Notwithstanding the cut, we are positive on the REIT’s earnings outlook

Notwithstanding our earnings cut, we remain positive on YTLREIT’s FY23-24E earnings outlook. We forecast YTLREIT’s distributable income to rebound strongly to RM167m in FY23E and RM189m in FY24E, which are higher than the RM134m reported in FY19, driven by a combination of factors including:


(i) Collection of deferred leases under the rental variation arrangements. Based on the current arrangements, YTLREIT is scheduled to receive RM15.6m of the deferred leases during FY23E, RM45.7m in FY24E and RM19.0m in FY25E. The higher lease collections for FY24E was due to a high final payment for JW Marriott Kuala Lumpur Hotel in tandem with the expiry of its master lease agreement on 31 December 2023;

(ii) Lower finance costs relatively to FY18-19A (fig 9) after the refinancing of the AUDdenominated borrowings at a lower interest costs;

(iii) Higher rental for some of the master leases in accordance to the 5% rental step up every 5 years.

 

Valuation and recommendation

Business recovery in sight, upgrade to BUY with a higher TP of RM1.15

The recent reopening of Australian borders, Malaysia’s plan to reopen to international travellers on 1 April 2022 and the government’s plan to begin transiting the country into the endemic phase amidst the high daily cases are clear indications that the leaders are adopting the “live with COVID-19 virus” strategy. Taking into consideration the leaders’ steadfast will to resume and support all economic activities, the high vaccination rate and a relatively low mortality associated with the Omicron variant, we believe the worst is behind us and we do not expect a reimplementation of strict, blanket lockdowns in Malaysia or Australia.
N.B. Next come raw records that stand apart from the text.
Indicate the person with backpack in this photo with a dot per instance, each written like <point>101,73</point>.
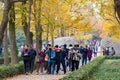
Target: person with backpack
<point>51,59</point>
<point>26,59</point>
<point>89,54</point>
<point>32,53</point>
<point>40,61</point>
<point>66,52</point>
<point>70,57</point>
<point>58,57</point>
<point>84,55</point>
<point>62,59</point>
<point>75,58</point>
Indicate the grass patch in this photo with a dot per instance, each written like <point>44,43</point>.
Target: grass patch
<point>83,72</point>
<point>11,70</point>
<point>108,70</point>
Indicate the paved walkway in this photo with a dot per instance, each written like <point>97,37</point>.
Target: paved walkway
<point>39,77</point>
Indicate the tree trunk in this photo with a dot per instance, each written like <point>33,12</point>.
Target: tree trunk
<point>47,33</point>
<point>12,34</point>
<point>38,26</point>
<point>4,22</point>
<point>5,43</point>
<point>29,36</point>
<point>26,26</point>
<point>62,32</point>
<point>117,8</point>
<point>52,39</point>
We turn more positive on the hospitality sector and raised YTLREIT’s DDM-derived 12-month target price to RM1.15 (from RM0.90), after incorporating our earnings revisions, lowering our cost of equity to 10% based on 1.0 beta (from 11.2%) and raising our distribution payout assumptions to 95% (from 90-95%). Taking into consideration Malaysia’s plan to transit into the endemic phase, YTLREIT’s improving medium-term and long-term business outlook, positive earnings recovery trajectory and attractive valuation, we are upgrading the REIT to BUY (from Hold).
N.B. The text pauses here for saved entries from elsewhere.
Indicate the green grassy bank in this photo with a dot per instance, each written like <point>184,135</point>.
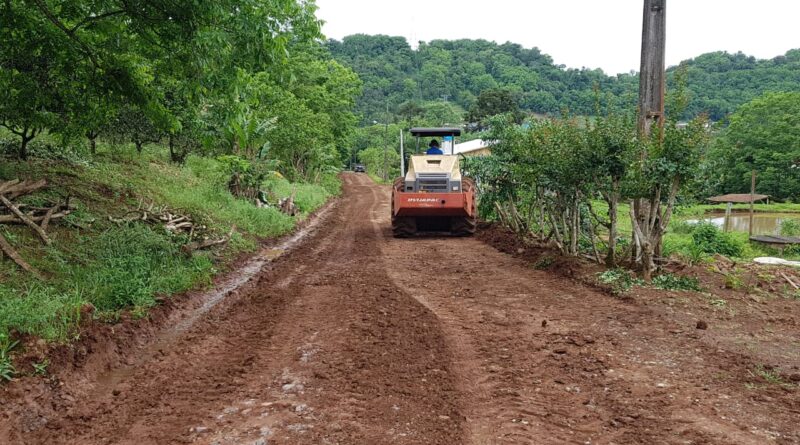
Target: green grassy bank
<point>130,266</point>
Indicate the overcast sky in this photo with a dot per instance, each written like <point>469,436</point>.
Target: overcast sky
<point>578,33</point>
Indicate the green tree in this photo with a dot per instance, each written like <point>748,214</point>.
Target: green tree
<point>492,103</point>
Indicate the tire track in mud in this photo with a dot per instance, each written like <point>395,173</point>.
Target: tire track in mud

At 10.2% FY23E yield and 0.6x price-to-book, valuation looks attractive

At 10.2% FY23E distribution yield, YTLREIT’s valuation looks attractive compared to its peers (fig 13) and against its pre-COVID-19, past-7-year average trailing yield of 7.2% (fig 11). Besides, YTLREIT’s price-to-book ratio of 0.6x is also the most attractive among its peers.
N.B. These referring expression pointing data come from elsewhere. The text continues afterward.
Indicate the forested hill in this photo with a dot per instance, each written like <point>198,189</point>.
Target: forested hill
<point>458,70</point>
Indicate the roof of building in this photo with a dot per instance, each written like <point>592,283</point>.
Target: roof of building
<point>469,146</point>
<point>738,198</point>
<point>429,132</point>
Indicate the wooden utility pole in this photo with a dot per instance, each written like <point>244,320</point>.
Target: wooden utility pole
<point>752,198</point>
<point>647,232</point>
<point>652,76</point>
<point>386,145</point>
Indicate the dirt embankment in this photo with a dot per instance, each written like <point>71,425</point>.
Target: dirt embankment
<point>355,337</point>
The key risks to our positive view

The key downside risks to our positive view are:

(i) Extension and / or signing of new rental variation arrangements upon the expiry of current arrangements in end-June 2022. While there are risks for rental variations / deferments for certain assets such as the Japan hotels, we do not expect the deferments (if any) to be as material as the prevailing arrangement, given the improving market conditions. We estimate that every 10% deferment to reduce our FY23E distributable earnings by 10%;

(ii) Sharp increase in interest rates. Approximately 79.3% of YTLREIT’s borrowings are on floating rates (as at end-December 2021). A sharper-than-expected, rapid increase in finance cost will negatively affect our earnings forecasts. We estimate a 25bps increase in finance cost to weaken its FY23E earnings by 2.5%; and

(iii) Weaker-than-expected earnings recovery due to weak regional economic growth, or reimplementation of lockdown on emergence of new, deadly COVID-19 variants.